L'Impact de Montréal pourrait avoir perdu les services d'Andrés Romero pour longtemps. Le milieu argentin saura au cours des prochaines heures la nature et la sévérité de sa blessure au genou droit, subie samedi lors la victoire contre les Rapids du Colorado. Mardi matin, Romero a subi un test d'imagerie par résonance magnétique.

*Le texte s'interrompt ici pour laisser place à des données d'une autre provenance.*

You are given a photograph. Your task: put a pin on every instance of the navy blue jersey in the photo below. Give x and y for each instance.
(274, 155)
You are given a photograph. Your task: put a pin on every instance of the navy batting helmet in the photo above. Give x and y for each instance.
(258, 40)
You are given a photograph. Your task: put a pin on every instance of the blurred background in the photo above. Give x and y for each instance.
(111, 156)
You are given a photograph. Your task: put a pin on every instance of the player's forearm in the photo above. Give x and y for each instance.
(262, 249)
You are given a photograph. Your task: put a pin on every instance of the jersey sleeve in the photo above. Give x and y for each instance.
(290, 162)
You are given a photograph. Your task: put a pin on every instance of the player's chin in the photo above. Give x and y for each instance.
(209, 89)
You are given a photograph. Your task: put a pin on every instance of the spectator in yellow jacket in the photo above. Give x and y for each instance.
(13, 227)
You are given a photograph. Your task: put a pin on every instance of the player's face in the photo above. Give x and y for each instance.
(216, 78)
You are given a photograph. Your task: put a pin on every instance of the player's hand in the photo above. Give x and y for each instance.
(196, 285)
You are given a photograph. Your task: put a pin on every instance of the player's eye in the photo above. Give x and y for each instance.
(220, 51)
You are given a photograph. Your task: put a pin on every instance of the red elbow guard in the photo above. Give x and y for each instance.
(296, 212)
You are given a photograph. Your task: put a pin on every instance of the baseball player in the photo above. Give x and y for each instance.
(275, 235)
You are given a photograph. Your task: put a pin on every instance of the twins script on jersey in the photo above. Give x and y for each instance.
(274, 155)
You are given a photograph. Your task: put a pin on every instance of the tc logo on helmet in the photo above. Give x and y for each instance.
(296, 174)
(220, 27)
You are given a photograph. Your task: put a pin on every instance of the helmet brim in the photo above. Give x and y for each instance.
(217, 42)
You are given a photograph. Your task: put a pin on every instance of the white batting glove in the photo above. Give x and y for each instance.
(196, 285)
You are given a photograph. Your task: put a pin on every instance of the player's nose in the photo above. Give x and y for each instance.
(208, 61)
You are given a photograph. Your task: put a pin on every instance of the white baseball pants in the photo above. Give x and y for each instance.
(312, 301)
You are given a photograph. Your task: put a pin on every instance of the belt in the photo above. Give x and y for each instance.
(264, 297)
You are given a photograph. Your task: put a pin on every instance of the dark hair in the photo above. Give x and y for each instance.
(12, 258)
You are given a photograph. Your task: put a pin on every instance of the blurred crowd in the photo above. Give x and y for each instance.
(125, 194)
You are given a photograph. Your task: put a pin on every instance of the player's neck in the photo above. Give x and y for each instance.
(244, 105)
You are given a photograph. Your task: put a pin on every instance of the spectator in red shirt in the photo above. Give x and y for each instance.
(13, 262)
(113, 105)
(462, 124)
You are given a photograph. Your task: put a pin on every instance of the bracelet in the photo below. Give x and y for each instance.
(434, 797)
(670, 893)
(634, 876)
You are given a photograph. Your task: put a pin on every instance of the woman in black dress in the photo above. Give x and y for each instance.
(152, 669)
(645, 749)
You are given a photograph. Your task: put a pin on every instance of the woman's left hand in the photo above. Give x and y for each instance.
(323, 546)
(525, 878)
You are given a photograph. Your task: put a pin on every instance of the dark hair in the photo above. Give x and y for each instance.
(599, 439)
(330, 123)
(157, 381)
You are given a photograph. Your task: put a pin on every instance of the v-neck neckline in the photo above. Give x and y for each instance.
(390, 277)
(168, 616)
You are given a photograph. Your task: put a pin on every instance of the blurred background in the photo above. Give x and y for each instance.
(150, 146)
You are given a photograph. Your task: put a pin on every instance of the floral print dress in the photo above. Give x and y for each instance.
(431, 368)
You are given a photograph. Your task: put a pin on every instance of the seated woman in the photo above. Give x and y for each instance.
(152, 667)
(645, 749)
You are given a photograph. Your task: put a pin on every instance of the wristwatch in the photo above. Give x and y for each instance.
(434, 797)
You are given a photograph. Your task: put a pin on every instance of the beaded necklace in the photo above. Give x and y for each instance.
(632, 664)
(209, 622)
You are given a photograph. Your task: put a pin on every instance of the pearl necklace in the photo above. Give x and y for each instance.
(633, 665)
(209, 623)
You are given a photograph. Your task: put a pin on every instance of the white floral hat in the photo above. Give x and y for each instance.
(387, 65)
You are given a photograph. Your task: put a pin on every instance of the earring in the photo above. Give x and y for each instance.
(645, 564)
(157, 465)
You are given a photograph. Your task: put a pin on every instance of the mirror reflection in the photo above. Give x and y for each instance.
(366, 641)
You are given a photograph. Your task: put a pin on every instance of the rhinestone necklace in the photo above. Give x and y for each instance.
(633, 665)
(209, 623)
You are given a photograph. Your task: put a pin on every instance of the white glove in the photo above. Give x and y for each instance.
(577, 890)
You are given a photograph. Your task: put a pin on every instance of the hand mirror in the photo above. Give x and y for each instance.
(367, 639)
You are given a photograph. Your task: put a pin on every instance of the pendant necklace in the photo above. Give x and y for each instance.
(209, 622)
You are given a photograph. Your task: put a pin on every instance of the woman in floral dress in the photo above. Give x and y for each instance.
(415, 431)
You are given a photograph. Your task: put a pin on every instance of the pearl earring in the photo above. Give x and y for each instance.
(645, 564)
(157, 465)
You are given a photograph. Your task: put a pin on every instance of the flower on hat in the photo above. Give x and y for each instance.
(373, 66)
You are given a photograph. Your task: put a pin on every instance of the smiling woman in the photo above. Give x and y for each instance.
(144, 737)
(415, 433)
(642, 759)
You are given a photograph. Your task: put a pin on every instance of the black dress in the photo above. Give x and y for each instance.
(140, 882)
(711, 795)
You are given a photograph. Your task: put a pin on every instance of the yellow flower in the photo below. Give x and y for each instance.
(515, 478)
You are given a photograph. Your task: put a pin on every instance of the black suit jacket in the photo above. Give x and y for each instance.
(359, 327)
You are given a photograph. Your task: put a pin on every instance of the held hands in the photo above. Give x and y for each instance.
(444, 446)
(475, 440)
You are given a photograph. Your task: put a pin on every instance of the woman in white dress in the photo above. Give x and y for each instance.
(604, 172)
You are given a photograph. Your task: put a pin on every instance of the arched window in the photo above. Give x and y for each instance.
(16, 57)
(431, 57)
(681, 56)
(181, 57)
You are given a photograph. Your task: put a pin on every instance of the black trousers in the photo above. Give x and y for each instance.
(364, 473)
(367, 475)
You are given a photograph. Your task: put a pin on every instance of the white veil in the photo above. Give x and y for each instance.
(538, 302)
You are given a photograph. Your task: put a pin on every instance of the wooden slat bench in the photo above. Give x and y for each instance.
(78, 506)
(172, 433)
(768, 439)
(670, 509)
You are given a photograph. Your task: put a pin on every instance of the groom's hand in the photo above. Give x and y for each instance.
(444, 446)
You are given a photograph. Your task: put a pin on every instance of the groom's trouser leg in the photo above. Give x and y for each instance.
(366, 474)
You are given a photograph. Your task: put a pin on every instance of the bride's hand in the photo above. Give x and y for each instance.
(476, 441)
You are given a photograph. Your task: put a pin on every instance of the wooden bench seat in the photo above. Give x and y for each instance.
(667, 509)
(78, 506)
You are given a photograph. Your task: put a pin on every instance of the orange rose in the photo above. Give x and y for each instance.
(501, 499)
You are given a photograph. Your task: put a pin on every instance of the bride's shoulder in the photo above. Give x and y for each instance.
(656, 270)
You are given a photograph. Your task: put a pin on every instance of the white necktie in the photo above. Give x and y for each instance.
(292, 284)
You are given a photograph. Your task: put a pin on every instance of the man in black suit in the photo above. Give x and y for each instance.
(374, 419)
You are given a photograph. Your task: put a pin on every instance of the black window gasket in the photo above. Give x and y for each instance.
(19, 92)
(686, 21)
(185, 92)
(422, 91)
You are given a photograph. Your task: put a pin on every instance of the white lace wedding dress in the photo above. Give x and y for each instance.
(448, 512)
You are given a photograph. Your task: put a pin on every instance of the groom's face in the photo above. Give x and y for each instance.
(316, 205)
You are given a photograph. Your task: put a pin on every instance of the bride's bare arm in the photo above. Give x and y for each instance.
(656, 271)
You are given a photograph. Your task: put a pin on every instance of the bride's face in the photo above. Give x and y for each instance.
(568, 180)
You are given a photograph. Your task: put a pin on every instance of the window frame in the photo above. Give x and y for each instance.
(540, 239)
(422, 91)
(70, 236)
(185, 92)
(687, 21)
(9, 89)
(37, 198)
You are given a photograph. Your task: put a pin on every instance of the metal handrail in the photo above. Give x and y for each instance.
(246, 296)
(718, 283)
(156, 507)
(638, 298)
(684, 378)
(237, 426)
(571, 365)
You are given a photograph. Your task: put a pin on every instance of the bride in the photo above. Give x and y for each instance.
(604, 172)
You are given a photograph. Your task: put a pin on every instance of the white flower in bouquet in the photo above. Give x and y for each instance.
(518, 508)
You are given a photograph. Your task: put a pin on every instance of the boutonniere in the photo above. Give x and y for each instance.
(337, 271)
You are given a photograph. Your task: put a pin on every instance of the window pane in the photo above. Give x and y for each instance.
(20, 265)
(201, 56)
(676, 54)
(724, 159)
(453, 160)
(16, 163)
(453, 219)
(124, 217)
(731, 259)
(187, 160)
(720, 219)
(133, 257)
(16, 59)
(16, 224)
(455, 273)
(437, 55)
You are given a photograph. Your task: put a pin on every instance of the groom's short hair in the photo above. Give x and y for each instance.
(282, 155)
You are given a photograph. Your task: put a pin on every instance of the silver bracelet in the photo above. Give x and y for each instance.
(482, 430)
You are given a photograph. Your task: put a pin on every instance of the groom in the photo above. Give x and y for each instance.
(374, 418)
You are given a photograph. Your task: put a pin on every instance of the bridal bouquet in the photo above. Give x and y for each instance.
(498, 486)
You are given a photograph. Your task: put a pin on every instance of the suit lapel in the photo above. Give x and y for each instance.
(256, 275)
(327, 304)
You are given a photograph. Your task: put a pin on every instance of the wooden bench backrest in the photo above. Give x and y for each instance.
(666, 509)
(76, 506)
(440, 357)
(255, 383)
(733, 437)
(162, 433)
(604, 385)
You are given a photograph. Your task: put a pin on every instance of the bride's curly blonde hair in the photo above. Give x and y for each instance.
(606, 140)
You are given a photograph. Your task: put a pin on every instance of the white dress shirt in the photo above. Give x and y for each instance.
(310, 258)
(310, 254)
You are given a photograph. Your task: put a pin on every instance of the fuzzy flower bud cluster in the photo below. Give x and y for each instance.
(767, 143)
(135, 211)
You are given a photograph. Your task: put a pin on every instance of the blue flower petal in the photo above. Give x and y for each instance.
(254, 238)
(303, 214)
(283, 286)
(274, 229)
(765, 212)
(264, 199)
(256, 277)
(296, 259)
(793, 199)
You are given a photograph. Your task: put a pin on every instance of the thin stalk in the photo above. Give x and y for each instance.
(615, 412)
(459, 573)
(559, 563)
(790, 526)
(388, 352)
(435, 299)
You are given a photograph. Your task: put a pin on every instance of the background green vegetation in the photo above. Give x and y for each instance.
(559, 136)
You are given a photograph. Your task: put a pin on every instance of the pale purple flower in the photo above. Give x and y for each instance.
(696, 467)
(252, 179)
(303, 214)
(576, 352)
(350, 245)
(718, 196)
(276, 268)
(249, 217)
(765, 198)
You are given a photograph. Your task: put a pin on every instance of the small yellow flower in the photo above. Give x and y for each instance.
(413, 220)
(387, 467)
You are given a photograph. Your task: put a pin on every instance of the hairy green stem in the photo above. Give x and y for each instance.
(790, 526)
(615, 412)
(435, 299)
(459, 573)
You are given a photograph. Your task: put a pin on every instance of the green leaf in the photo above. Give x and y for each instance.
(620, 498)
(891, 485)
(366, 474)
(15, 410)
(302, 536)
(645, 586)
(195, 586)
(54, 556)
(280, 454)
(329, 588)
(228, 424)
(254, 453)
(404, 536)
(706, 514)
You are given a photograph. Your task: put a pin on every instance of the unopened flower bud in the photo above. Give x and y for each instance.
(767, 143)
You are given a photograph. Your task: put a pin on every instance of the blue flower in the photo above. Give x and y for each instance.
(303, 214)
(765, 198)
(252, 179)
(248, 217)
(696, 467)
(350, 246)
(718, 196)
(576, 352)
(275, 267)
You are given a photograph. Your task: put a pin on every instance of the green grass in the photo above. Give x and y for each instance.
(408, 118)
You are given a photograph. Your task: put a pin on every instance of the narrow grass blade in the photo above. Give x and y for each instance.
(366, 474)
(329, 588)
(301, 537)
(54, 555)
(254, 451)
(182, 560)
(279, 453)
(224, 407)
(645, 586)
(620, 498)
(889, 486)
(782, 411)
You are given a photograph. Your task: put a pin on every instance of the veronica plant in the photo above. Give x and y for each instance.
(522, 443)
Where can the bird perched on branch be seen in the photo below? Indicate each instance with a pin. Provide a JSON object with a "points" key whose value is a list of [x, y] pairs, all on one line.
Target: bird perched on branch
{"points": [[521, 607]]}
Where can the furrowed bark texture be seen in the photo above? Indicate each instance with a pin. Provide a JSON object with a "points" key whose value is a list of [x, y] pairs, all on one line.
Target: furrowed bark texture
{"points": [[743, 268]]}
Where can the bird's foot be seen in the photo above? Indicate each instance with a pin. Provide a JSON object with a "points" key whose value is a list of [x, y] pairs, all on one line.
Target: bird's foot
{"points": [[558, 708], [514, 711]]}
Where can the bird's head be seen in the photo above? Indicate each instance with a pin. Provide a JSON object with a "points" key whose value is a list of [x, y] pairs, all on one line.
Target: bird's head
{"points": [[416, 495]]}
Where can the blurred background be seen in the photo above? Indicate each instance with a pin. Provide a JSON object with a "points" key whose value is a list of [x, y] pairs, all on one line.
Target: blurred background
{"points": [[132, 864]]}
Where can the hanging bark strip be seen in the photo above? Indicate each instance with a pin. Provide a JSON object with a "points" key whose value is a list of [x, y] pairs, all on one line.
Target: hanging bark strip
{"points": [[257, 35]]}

Un texte de Jean-Patrick Balleux

« Quand le genou est touché sur des actions comme celle-là, c'est toujours très inquiétant », a expliqué l'entraîneur Mauro Biello. Juste avant, le défenseur Hassoun Camara avait laissé échapper les mots « Romero » et « blessé pour une longue durée » dans la même phrase.

Qu'à cela ne tienne, perdre Romero (avec un but en 19 matchs) ferait moins mal que voir Didier Drogba se blesser. L'Ivoirien est en train de signer la meilleure demi-saison de l'histoire de la MLS avec 9 buts en 9 matchs. À titre comparatif, Kàkà en a 9 en 27 rencontres avec Orlando.

Un danger de voir les autres joueurs se fier sur le grand DD pour marquer? « Avant, on se plaignait parce qu'on n'avait pas d'attaquant. Aujourd'hui, on a un attaquant et on cherche les petites bêtes en disant que les autres ne sont pas assez prolifiques. Moi j'ai un attaquant qui marque, je suis content comme ça et j'espère que ça va continuer », a philosophé Camara.

Un oeil dans le rétroviseur

Les joueurs de l'Impact surveilleront du coin de l'œil, vendredi, le match Orlando-New York City FC. Une défaite ou un match nul des Floridiens, qui ont 4 points de retard sur Montréal dans la Division est, signifierait un billet de séries pour l'Impact.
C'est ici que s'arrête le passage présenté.